Well, I’ve gone into far more detail than I’d planned. But what conclusions can we draw?
Some Conclusions
Exploration and exploitation are both flourishing.
Grand synthesis had a glorious three hundred-year run from Newton’s Principia to QFT and the Standard Model. Now it’s hit a wall. It’s been stagnant for about 50 years. There have been no grand new theories that have altered our understanding of the whole world.
With the benefit of hindsight we can say the completion of the Standard Model marked the end of an era of grand synthesis in science. It was heady stuff while it lasted. We all mourn its passing.
But, for now at least, it’s gone. In this sense Sabine is right. Grand synthesis is not merely dying. It’s at best moribund.
What about declining scientific productivity?
Sabine cites analyses of scientific papers that purport to measure scientific productivity.
But is this still a valid measure?
How do you measure scientific productivity anyway?
Is it even reasonable to measure it at the level of individual scientists?
We don’t measure the engineering prowess of SpaceX solely by examining Elon Musk’s personal activity. We recognise he assembled an outstanding team that did most of the development under his guidance.
Isn’t the same true, at least to some extent, of the three winners of the 2022 Chemistry Nobel Prize?

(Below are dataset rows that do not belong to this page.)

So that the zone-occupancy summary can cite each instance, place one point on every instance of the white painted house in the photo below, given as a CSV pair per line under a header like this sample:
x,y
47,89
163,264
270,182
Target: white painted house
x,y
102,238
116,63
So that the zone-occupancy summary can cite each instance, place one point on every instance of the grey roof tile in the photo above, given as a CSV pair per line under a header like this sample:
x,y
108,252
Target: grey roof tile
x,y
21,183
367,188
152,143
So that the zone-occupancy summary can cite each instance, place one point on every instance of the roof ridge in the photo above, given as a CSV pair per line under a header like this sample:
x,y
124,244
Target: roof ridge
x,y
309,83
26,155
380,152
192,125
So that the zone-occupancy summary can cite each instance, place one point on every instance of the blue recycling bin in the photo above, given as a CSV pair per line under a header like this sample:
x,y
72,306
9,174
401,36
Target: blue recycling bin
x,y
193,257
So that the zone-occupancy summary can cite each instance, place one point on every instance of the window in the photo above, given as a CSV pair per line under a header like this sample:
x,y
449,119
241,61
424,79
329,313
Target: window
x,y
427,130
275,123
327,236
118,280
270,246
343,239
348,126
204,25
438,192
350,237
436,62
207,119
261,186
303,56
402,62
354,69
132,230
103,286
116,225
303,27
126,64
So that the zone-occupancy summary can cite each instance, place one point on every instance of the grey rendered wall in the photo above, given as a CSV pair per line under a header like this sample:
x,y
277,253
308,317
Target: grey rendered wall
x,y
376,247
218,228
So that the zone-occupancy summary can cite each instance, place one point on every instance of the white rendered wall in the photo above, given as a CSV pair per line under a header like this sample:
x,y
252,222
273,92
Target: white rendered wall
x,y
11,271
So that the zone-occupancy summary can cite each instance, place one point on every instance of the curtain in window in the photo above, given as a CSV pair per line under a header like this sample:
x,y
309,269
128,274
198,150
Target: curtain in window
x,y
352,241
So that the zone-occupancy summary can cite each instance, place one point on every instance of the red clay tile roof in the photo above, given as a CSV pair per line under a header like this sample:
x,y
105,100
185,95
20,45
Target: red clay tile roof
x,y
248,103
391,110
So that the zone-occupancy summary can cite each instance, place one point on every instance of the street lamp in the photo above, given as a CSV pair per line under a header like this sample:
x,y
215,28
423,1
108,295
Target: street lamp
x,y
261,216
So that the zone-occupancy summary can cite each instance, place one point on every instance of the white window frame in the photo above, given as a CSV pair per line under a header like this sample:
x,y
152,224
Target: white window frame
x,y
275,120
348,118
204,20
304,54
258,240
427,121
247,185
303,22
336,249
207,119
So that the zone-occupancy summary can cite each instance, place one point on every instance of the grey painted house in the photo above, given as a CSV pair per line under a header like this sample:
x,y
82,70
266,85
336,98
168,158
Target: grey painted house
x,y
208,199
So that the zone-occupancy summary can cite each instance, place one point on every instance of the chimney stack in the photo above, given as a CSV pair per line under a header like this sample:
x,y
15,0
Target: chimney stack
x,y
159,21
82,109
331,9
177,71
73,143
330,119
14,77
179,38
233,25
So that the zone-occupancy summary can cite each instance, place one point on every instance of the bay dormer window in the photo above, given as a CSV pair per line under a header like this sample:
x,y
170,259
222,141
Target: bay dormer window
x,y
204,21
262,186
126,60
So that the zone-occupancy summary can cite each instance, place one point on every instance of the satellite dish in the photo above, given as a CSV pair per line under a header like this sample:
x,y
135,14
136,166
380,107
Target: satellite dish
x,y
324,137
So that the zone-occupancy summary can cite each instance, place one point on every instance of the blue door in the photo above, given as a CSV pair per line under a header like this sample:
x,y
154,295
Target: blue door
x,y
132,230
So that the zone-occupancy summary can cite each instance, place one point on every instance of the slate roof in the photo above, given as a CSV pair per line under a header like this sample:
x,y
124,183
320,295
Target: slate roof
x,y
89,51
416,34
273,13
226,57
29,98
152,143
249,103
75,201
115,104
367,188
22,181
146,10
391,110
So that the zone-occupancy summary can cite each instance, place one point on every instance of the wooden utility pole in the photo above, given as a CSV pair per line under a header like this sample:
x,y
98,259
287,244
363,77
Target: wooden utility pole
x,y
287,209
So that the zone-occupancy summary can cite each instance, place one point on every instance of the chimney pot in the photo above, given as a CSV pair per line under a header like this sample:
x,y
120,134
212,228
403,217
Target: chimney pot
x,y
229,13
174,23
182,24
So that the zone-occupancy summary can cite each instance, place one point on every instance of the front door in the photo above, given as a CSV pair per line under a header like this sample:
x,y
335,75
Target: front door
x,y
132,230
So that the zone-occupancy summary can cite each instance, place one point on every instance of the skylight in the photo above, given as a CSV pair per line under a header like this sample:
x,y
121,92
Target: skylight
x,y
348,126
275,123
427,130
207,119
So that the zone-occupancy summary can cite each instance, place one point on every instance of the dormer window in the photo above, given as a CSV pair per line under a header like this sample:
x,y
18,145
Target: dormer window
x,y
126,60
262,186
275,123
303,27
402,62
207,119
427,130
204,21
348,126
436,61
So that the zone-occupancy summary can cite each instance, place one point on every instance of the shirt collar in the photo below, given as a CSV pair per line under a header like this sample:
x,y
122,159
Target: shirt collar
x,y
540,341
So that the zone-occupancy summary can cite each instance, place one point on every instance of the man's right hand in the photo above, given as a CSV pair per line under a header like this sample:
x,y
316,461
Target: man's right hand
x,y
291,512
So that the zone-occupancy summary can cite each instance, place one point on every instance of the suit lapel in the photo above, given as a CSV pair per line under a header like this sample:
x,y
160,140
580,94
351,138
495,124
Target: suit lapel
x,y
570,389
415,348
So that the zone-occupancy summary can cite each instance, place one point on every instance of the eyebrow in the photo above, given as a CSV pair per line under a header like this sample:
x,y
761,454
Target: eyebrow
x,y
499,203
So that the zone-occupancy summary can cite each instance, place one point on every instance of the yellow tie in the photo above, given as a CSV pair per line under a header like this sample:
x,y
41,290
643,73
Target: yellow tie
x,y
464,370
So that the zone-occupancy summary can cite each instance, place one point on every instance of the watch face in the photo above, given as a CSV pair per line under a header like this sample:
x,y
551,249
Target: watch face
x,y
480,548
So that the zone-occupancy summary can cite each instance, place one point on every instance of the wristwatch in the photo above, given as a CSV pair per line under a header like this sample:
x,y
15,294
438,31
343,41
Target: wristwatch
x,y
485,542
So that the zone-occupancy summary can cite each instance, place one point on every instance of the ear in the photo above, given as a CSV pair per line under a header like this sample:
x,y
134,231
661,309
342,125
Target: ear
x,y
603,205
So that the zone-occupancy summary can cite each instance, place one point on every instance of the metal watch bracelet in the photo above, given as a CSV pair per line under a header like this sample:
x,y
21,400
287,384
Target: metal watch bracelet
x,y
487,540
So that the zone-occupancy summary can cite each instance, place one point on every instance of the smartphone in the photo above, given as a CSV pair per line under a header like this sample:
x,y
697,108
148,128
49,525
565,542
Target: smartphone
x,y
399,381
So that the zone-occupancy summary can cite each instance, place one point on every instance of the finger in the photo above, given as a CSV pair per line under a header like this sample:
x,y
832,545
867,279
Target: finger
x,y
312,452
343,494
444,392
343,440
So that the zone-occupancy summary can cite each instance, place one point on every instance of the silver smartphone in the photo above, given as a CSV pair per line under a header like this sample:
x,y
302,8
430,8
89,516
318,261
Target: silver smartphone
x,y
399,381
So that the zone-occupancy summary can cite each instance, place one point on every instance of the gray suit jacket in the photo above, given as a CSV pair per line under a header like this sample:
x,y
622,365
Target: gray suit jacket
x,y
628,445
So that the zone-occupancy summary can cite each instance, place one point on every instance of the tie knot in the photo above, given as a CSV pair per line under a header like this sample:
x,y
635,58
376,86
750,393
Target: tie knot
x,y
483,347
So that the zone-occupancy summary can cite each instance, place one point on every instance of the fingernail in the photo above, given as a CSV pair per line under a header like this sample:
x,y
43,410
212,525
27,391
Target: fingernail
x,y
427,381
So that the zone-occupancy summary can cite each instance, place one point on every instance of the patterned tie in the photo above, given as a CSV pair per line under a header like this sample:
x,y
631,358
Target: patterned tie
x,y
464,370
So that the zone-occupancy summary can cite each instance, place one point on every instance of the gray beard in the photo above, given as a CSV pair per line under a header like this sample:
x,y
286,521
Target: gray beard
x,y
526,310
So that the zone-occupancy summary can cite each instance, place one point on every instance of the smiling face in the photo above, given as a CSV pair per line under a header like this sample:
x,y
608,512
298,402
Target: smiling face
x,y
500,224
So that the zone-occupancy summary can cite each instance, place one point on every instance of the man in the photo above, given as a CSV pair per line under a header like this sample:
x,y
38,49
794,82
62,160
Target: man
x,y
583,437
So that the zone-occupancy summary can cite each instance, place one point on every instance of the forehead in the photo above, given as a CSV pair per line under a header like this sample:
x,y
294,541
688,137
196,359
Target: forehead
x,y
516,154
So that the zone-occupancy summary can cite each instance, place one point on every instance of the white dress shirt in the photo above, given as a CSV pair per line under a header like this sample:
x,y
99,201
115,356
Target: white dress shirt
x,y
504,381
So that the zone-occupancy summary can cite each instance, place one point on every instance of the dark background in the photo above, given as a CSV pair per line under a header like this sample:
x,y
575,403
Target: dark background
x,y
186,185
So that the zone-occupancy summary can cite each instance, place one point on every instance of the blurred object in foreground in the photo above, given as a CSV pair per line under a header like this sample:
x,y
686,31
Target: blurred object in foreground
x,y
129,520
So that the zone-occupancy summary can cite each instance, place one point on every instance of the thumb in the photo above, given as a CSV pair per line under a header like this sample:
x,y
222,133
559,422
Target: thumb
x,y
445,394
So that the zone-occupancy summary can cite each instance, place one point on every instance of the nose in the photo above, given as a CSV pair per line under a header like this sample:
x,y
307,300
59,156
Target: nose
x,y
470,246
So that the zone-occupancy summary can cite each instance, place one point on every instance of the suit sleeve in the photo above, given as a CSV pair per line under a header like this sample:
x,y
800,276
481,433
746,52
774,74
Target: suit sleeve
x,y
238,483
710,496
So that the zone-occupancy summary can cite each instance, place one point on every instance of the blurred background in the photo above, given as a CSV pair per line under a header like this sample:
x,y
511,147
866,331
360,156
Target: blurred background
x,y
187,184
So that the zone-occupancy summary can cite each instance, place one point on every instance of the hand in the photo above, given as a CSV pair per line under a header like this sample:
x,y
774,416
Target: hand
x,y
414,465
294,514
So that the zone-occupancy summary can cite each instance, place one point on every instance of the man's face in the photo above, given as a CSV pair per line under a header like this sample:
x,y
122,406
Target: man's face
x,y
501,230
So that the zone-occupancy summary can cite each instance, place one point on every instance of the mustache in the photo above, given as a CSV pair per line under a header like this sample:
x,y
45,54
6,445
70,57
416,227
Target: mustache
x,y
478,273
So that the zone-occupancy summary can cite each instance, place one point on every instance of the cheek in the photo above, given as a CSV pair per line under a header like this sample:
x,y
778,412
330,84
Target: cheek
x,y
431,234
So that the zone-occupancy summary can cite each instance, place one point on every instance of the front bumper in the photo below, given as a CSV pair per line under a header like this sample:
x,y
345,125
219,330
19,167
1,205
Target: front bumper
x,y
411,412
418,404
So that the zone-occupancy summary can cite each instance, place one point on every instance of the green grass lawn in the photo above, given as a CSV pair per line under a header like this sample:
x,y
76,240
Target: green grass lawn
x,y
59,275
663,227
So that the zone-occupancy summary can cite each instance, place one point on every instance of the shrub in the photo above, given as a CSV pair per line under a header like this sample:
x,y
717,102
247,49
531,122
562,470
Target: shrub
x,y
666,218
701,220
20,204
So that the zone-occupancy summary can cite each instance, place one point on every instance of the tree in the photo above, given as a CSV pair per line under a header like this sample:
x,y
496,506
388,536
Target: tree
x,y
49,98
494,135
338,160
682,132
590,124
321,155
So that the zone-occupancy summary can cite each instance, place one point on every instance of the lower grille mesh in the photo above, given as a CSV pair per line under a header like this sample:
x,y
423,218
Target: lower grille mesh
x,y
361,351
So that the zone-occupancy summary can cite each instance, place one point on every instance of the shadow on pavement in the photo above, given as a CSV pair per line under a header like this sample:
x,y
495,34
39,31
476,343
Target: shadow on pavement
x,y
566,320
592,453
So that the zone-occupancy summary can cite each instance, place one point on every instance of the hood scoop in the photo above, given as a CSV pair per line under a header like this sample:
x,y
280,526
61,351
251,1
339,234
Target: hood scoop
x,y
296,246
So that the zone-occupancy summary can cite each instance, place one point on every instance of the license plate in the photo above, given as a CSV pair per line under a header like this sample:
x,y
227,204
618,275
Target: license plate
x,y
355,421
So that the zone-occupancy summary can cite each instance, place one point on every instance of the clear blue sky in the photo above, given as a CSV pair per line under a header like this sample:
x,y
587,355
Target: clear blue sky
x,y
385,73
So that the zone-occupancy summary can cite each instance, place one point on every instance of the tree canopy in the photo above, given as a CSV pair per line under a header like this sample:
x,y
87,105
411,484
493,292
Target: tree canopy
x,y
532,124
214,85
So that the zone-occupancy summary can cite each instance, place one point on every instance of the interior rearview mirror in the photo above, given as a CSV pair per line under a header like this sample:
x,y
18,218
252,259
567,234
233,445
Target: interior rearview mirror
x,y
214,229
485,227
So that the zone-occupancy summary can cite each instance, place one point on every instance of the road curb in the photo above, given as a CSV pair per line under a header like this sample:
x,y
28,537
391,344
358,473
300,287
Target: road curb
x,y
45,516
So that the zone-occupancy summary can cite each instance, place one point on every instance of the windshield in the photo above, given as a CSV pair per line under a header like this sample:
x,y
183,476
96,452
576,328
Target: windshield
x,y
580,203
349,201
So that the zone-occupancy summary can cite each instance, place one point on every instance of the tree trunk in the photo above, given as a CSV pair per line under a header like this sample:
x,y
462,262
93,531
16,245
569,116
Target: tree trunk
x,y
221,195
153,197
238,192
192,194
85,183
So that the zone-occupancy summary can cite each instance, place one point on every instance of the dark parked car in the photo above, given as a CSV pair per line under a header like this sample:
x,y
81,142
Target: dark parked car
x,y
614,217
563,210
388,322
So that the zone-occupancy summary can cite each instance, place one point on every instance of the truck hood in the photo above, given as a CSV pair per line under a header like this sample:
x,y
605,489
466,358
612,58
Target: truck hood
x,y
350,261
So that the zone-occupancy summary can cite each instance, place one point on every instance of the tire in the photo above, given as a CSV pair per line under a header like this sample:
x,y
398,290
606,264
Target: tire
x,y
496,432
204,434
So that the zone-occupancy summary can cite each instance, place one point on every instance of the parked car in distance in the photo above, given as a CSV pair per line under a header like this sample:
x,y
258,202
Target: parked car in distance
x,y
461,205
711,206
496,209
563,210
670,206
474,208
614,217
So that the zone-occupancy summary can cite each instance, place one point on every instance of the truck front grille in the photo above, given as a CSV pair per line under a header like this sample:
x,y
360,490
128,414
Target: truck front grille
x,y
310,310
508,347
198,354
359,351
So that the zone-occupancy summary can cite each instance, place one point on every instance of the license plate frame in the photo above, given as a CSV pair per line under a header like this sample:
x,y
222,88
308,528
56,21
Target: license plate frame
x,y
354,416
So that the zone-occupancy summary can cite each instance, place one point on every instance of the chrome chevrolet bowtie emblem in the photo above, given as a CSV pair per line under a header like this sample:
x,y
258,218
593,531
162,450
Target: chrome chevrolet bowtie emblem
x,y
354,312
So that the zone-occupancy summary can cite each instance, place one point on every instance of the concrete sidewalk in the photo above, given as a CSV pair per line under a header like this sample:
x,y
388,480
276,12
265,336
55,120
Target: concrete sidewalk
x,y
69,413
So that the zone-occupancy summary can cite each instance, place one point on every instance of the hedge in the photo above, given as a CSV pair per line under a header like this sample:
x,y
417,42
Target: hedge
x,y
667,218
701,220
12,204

Consider the microchip industry. Thousands of people are currently working on developing a new generation of faster, more energy efficient chips. For a good summary of the state of play here’s a link to a short video.
New Disruptive Microchip Technology and The Secret Plan of Intel
Little of this work will appear in scientific journals. No one will be able to point a finger at some individual and say she or he invented a new generation of microchips. It will not in and of itself result in any mind-changing new paradigms.
But let’s suppose these efforts do result in a new generation of chips. Are we going to say that an effort which occupied the minds of some of the smartest scientists on the planet for many years was not “progress” because it did not result in papers in scientific journals.
Are papers really a good measure of scientific progress?
Final Thoughts
I don’t know how you measure scientific productivity so I can’t say whether, or not, it’s declining.
I don’t think science is dying but I do think since the completion of the standard model we’ve entered a different era in which the old measures of progress no longer apply. papers in scientific journals are no longer the be all and end all of science. Perhaps they never really were. Perhaps they only ever applied to certain aspects of the scientific enterprise.